Шлепая калошами в пыли, старуха подошла к колодцу под двускатной крышей, поросшей тускло-зеленой плесенью, два раза прогремела цепью, доставая из темных глубин воду, ловко подцепила на края коромысла уже полные ведра и пошла обратно через улицу, чуть задержав шаг на середине и улыбнувшись Сереже:
— Вот теперь можно… Хороша дорога будет…
Сережа тоже улыбнулся ей и с каким-то тайным значением перешагнул прозрачные бусинки еще не всосанных пылью капель, сорвавшихся с ведер.
Сережа узнал эту старуху, хотя она не узнала его, да и немудрено — здесь побывало столько их геологического брата.

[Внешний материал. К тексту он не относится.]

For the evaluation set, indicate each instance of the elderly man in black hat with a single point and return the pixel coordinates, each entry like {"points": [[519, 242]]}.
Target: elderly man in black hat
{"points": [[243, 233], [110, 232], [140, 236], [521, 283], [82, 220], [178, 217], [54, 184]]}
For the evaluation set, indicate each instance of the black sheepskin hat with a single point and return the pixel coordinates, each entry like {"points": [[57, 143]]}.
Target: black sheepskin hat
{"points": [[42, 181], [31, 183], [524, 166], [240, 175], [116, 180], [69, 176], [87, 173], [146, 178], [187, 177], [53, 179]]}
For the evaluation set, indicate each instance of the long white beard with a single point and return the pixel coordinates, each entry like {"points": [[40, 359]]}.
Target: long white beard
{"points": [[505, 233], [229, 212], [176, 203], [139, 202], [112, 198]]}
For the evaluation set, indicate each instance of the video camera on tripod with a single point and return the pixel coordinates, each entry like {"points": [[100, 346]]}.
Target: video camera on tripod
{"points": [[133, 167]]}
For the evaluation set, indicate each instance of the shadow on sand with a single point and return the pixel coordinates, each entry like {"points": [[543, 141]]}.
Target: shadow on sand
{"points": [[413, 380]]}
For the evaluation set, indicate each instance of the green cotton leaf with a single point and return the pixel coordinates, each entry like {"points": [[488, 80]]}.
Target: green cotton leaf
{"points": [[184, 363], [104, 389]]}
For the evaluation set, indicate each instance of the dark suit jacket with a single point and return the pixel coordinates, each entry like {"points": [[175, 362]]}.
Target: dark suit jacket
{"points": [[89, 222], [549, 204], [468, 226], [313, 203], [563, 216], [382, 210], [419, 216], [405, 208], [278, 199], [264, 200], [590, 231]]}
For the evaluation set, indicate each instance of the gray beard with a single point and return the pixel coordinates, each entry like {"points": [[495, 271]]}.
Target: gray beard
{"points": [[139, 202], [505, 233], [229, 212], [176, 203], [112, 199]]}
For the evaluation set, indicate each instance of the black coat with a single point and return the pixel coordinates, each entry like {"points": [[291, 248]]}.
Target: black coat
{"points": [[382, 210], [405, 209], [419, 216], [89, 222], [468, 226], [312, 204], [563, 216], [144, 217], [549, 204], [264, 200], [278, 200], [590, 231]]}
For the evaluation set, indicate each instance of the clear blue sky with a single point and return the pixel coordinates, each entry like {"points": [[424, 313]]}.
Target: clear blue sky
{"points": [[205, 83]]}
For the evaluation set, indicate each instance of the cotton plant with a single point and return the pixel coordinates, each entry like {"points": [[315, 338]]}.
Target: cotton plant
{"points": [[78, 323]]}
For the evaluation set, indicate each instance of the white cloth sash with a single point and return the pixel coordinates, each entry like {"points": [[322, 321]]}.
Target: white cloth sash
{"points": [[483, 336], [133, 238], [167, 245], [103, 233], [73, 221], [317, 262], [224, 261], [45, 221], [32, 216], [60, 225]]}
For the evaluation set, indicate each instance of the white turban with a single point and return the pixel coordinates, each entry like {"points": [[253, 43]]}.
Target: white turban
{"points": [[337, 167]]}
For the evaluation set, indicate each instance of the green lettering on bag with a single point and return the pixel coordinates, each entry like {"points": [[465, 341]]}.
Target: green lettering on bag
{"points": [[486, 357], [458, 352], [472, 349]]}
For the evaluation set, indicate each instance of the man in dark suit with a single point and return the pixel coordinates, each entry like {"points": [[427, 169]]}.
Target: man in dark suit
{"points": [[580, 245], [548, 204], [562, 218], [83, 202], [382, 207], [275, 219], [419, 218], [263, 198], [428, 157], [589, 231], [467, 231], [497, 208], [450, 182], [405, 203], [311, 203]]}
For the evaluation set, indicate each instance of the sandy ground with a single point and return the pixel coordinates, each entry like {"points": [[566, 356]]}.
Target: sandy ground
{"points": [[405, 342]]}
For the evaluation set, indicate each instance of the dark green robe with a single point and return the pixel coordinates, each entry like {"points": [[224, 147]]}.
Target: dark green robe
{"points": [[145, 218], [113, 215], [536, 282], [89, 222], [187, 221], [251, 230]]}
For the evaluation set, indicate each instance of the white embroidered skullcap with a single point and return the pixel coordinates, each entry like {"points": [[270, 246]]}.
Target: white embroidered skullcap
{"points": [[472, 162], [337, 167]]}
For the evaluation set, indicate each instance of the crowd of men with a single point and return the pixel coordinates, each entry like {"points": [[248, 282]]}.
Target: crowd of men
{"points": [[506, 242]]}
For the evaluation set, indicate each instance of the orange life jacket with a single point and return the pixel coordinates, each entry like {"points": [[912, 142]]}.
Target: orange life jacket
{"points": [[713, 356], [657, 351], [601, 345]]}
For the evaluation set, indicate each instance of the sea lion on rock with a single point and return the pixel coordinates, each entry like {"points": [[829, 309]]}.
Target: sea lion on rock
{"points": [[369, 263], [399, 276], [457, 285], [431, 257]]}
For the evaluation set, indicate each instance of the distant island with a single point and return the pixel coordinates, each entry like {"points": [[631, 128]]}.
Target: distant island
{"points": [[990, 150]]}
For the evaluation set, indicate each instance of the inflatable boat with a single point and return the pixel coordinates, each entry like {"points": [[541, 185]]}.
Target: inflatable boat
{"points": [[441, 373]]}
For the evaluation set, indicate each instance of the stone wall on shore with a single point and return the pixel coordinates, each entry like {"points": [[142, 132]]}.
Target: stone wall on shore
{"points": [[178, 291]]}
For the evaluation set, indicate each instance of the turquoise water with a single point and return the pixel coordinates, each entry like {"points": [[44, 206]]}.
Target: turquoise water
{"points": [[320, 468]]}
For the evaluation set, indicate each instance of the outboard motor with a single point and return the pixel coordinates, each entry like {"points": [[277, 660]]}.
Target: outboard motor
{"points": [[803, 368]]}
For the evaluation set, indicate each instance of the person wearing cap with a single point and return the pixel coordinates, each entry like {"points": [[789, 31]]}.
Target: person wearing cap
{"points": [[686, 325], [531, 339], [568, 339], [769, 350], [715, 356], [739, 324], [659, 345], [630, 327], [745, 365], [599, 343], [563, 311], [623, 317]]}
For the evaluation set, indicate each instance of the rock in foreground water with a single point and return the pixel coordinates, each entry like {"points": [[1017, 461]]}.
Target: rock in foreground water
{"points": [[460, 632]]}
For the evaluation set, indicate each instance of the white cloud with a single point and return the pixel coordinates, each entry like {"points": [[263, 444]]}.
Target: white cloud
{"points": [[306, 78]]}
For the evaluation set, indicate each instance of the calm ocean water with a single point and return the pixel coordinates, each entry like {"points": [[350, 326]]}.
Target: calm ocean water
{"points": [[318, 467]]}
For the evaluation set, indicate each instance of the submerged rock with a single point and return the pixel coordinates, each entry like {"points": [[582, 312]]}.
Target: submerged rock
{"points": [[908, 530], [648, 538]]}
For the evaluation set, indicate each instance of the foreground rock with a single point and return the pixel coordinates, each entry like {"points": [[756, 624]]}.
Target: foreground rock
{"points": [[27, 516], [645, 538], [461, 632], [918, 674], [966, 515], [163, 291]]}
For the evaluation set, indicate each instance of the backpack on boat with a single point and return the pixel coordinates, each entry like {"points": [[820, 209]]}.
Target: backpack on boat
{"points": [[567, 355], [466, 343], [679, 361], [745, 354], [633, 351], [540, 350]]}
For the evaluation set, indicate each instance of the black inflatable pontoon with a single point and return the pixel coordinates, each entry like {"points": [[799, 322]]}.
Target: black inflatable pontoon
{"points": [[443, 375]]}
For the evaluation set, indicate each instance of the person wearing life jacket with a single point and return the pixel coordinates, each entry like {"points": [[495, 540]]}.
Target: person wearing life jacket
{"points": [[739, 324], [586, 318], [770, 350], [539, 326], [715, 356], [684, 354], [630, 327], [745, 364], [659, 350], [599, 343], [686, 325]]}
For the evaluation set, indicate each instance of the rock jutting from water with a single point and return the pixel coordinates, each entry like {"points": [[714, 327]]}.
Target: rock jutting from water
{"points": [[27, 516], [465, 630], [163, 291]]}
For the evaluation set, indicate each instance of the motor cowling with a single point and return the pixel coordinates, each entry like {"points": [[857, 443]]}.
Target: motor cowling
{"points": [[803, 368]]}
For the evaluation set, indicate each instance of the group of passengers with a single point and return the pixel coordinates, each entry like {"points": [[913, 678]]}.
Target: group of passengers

Она была одна, оставленная сыновьями, уехавшими на большие стройки, и с радостью пускала проезжих людей к себе на ночлег, никогда, упаси Боже, не беря с них денег. Однажды, заночевав у нее в сенях рядом с отгороженной досками, бережно выхаживаемой телочкой, Сережа рано утром вышел во двор и стал делать зарядку. Вдруг он увидел эту старуху с тряпкой в руке, испуганно глядевшую на него и крестившуюся.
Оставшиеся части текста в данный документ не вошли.